作品尾声以塔玛拉·伊万诺夫娜获释出狱结束,结局描写篇幅短小,寥寥数页却将作家的情感进一步升华。塔玛拉·伊万诺夫娜所在的监狱位于偏远乡村,她在这里的四年半时间,远离了城市的灯红酒绿,回归乡村,在这里获得心灵的救赎与宁静。从塔玛拉·伊万诺夫娜出狱到她进城回家的这段路程,作家放慢女主人公的脚步,进行了慢条斯理的细致描写,“已经是十月底了,天气还很干燥,还带着融融暖意。白蒙蒙的太阳疲惫地散发出微弱的略显色彩的光芒……林中一片寂静,没有生气;不知从什么地方随轻烟飘来一股好闻的气味”。[1](237)乡村的宁静和谐给刚出狱的女主人公带来些许轻松,让人有点流连忘返。但是,回家的公共汽车仍在慢慢驶来,以“山口”作为城市与乡村的界限,塔玛拉·伊万诺夫娜坐车路过山口,“广阔的城市一览无余,它像杂乱无章的废墟一样笼罩在灰色烟尘之中,闪烁着沉重金属的熔岩在废墟中流向四面八方”。[1](241)尽管城市拥挤压抑、消极颓靡,但是城镇生活却成了人们的梦想,城镇化趋势成为潮流,而乡村却成为了一座“空城”,这是大势所趋,是时代发展的必然。

结尾作家又将城市与乡村进行了一番比较,虽然乡村生活令人向往,但是却不再是家所在的地方,城市成为人类前进的主要方向。进入城市,人类即将面临生活的无限压力,接触社会的黑暗腐朽,或许这便是塔玛拉·伊万诺夫娜一直“不急于回家”[1](242),发出无数声叹息,还唠叨:“时间太少了,只有这么点时间……”[1](244)的缘由所在。也正因如此,作家才会说:“我尽量不在城市里居住”。[10](21)既然无法阻挡这股潮流,拉斯普京就选择刻意回避,使心灵在浑浊的尘世中免受玷污。塔玛拉·伊万诺夫娜的结局与作家的追求存在反差,前者回归城市,后者留恋乡村,作家是以何种心情将女主人公的人生作此安排,内心的无可奈何溢于言表。

拉斯普京的无奈不仅表现在该作品中,仔细品味作家的其它作品,字里行间都蕴含着“一种不屈不挠的精神——对即将面临的社会大灾难的忧患和反抗;除此之外, 还有一种无可奈何的悲哀, 即那个老生常谈的话题:科技的发展、社会物质文明的进步也使人类失去了一些不能复得的东西”。[9](31)作家不囿于慨叹社会发展潮流,还对人类精神品质退化产生无奈之感。淳朴的自然环境已经变得面目全非,失去了其本真之美,这种变化也在人类身上留下深深的烙印,“自然的世界越来越走向了人为的、虚拟的世界,现在轮到它来摧毁人的世界了”。[10](21)简洁而精妙结局安排将作家内心深处的百般无奈表达得淋漓尽致,作者对过往乡村生活的向往被现实拖拽回来,对于当下的社会发展趋势无能为力,作家以其细腻的情感浸染读者,引发读者的深思:“在这迅疾变化和充满诱惑的时代,作为人是否应该固守一点什么?”[1]

结语:

巧妙的叙事安排有利于美化作品结构,揭示作品的深刻含义。在《伊万的女儿,伊万的母亲》中,拉斯普京利用时空的错乱,打破传统的线性叙事结构,以双线并行的方式使内容更加丰富且具有跳跃性,作品的思想意义更加深刻。以“现在”作为叙事主线,小说整个的叙述环节都围绕主线展开,万变不离其宗。

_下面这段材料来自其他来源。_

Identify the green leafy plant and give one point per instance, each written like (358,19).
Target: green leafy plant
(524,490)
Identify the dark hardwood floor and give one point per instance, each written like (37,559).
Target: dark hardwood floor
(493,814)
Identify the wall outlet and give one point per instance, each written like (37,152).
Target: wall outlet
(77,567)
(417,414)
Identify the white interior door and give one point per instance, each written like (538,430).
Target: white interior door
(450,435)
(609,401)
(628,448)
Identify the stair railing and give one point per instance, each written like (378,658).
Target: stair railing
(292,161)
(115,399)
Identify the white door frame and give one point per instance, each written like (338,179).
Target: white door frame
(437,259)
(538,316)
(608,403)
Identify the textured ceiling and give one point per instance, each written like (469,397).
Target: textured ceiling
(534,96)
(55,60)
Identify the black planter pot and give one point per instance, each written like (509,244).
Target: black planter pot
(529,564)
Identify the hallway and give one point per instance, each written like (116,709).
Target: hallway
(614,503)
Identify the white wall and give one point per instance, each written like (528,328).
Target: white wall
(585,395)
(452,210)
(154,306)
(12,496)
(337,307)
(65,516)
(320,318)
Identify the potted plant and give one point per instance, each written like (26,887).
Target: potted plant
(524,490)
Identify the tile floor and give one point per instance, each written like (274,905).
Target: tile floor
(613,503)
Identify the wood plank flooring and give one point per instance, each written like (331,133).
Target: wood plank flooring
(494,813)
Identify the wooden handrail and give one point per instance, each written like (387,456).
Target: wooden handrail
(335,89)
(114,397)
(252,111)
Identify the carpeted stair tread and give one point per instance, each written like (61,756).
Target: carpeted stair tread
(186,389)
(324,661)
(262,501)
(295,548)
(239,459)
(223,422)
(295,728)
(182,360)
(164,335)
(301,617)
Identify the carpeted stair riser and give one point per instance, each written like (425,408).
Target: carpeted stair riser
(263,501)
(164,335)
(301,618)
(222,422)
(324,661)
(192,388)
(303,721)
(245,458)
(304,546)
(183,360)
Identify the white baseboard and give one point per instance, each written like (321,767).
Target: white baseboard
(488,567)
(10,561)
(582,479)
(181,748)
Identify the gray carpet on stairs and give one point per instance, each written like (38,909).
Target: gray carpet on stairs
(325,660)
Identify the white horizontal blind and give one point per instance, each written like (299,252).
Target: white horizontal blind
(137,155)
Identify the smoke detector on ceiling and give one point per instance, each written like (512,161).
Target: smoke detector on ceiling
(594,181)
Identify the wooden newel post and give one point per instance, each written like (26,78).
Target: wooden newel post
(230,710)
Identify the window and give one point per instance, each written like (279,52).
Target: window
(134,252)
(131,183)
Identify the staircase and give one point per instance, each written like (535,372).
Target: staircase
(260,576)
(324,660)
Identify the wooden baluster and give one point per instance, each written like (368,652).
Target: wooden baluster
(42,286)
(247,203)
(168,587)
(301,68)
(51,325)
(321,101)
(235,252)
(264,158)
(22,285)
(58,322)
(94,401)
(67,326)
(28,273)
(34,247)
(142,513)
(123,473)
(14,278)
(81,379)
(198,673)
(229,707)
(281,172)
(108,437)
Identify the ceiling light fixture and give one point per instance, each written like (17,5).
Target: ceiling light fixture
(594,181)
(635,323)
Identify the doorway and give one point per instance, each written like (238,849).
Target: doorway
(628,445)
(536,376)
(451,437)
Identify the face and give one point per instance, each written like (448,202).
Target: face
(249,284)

而辅线则发挥着不可替代的作用,不仅丰满了人物形象,在更深层次的意义上,则传达了作品背后深刻的内涵底蕴及情感价值。“现在”与“过去”犹如交谊舞的双方,二者相互配合,相互切磋,使整部作品犹如一段完美和谐的舞蹈。

参考文献:

[1][俄]拉斯普京:伊万的女儿,伊万的母亲[M].石南征译,人民文学出版社,2005。

[2]古希腊]亚里斯多德:亚里斯多德《诗学》《修辞学》[M].罗念生译,上海人民出版社,2015。

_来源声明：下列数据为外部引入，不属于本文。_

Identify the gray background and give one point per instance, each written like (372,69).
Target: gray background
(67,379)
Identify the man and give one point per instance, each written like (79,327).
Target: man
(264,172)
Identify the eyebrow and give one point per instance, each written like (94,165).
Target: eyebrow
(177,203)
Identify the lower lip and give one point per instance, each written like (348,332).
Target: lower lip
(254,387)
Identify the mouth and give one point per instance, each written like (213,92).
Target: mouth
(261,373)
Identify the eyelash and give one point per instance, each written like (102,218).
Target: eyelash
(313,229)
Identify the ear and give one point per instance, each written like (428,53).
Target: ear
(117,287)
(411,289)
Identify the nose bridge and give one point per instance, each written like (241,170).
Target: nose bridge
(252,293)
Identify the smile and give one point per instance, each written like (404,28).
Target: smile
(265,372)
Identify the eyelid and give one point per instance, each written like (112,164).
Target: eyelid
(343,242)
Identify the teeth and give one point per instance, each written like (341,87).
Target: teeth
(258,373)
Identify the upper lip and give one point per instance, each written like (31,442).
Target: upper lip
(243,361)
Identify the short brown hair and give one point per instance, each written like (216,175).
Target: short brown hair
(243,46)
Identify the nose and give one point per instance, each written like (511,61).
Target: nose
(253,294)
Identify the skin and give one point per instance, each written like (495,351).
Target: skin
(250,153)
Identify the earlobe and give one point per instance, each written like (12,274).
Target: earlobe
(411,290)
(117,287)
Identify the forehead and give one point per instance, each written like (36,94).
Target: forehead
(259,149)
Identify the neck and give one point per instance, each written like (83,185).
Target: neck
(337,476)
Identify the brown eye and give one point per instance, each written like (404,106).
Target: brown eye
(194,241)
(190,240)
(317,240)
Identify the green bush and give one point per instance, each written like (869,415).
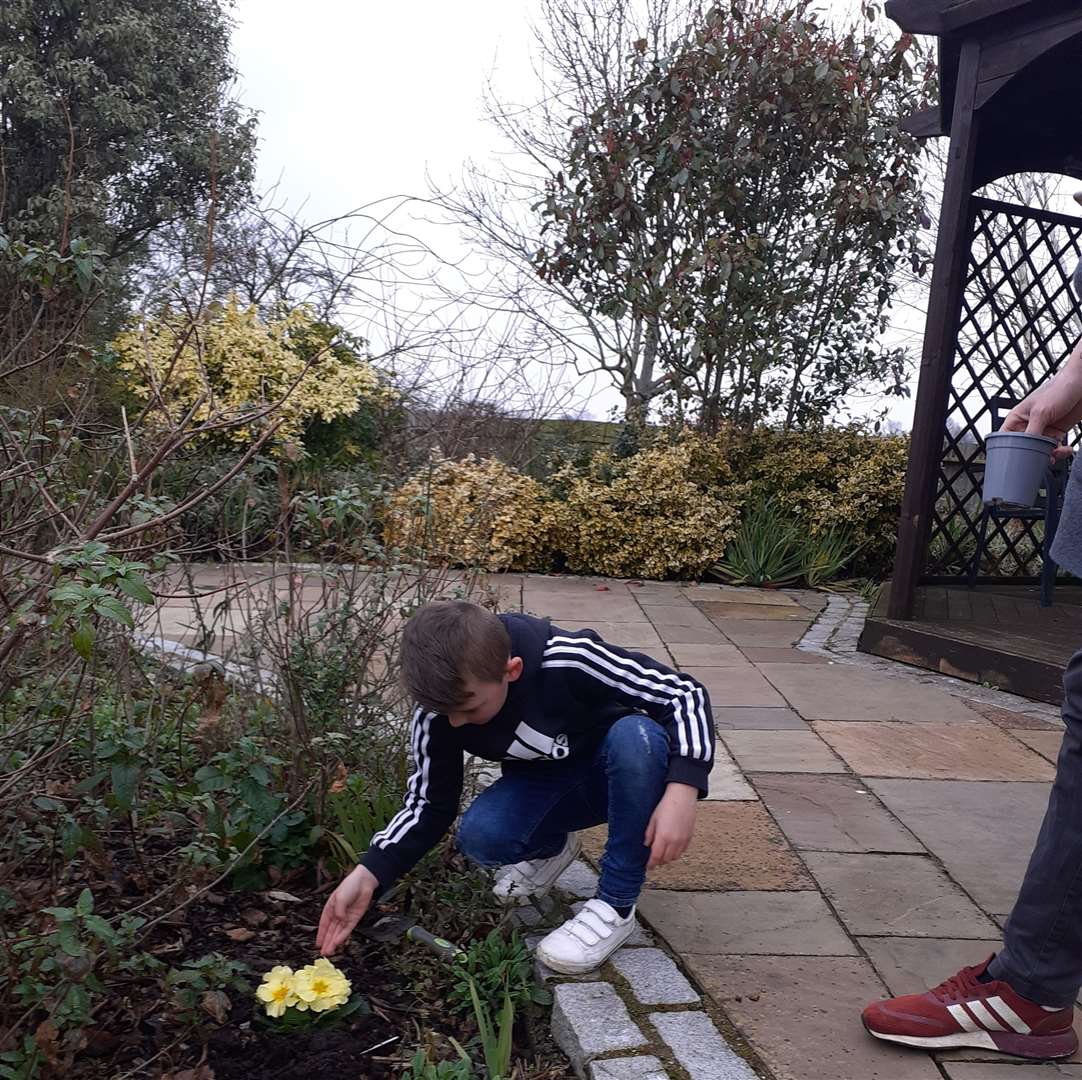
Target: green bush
(473,513)
(665,512)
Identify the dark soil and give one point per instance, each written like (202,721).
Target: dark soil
(139,1032)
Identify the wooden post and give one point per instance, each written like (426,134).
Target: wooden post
(940,340)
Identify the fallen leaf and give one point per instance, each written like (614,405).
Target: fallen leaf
(277,894)
(47,1039)
(218,1004)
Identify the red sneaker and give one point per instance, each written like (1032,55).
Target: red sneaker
(963,1012)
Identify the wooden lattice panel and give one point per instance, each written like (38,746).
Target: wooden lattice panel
(1019,320)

[3]张秀娟:电影的非线性叙事[D].兰州大学,2010。

[4]李纾淇:论《献给艾米丽的玫瑰》的叙事时间特征[J].重庆大学学报(社会科学版),2004年第2期。

[5][苏] 维·什克洛夫斯基:散文理论(下)[M].刘宗次译,百花洲文艺出版社,2010。

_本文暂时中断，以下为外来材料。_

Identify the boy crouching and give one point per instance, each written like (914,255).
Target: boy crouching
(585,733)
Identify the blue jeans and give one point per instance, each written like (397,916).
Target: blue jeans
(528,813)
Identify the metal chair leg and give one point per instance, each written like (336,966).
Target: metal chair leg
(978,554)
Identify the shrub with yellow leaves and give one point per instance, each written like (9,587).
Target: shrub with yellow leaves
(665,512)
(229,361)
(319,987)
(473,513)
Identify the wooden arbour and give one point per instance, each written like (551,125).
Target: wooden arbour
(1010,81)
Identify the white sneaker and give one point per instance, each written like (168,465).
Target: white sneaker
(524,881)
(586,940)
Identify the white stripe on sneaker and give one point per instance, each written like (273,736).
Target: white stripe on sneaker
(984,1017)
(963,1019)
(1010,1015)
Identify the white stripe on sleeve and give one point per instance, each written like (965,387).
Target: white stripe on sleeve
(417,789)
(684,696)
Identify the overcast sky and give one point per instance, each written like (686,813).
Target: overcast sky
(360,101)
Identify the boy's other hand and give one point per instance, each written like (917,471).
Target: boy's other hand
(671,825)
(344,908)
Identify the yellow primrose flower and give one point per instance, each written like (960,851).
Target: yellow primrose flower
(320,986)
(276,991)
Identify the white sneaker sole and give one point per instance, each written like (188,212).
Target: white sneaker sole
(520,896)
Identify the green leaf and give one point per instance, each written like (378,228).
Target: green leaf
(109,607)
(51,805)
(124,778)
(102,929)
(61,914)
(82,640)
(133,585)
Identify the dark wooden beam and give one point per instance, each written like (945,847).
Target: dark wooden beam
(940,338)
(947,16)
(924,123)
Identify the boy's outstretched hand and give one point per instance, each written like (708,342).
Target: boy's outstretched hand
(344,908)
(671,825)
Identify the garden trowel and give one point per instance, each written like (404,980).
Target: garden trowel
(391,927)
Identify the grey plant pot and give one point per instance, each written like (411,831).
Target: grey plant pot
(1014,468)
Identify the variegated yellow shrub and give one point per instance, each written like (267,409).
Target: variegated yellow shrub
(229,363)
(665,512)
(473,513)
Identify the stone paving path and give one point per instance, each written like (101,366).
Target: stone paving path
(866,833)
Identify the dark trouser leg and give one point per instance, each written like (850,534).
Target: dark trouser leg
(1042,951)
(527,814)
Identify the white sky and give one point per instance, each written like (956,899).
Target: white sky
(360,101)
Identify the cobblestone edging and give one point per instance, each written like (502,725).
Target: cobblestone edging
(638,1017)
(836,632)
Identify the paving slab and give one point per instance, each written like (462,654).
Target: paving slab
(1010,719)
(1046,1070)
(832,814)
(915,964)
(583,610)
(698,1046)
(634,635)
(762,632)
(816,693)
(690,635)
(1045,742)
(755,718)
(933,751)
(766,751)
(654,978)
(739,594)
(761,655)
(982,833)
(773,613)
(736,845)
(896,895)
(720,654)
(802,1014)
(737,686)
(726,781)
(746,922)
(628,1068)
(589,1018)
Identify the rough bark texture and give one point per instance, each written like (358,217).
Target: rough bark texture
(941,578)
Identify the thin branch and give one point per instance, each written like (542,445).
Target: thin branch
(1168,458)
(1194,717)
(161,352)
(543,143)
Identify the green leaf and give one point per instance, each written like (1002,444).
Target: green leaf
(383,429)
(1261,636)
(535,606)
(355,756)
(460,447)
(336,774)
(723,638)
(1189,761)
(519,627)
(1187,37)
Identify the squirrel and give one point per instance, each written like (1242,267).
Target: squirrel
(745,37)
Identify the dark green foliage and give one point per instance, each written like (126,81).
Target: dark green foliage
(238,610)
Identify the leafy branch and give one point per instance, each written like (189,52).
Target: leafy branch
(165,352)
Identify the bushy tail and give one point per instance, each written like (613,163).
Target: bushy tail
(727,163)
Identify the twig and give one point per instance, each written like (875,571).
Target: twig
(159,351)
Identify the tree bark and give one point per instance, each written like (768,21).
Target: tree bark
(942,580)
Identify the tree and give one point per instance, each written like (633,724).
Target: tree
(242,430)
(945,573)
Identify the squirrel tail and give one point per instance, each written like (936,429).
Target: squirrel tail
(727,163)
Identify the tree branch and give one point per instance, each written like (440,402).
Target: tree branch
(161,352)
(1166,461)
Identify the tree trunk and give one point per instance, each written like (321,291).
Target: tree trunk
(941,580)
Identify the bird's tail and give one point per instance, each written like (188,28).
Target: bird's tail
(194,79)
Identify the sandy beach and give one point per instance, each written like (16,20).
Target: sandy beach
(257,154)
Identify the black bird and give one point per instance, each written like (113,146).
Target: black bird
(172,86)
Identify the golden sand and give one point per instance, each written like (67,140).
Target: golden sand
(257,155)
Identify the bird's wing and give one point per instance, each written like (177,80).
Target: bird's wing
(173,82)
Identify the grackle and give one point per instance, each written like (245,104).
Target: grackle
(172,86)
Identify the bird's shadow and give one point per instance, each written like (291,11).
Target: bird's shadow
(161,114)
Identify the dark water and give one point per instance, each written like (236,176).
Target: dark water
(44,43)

[6]杨爱华:塔马拉·伊万诺夫娜的“双性气质”——从女性主义视角解读《伊万的女儿 ,伊万的母亲》[J].俄罗斯文艺,2008年第4期。

[7]任光宣:我与拉斯普京[J].俄罗斯文艺,2006年第3期。

[8]孙为:新媒体语境下的非线性叙事时间初探[J].东北师大学报(哲学社会科学版),2013年第2期。

[9]乔占元:拉斯普京小说的悲剧意识[J].外语与外语教学,2005年第10期。

[10]林立:“文学的最大悲哀是失语”——瓦·拉斯普京访谈录[J].外国文学动态,2002年第4期。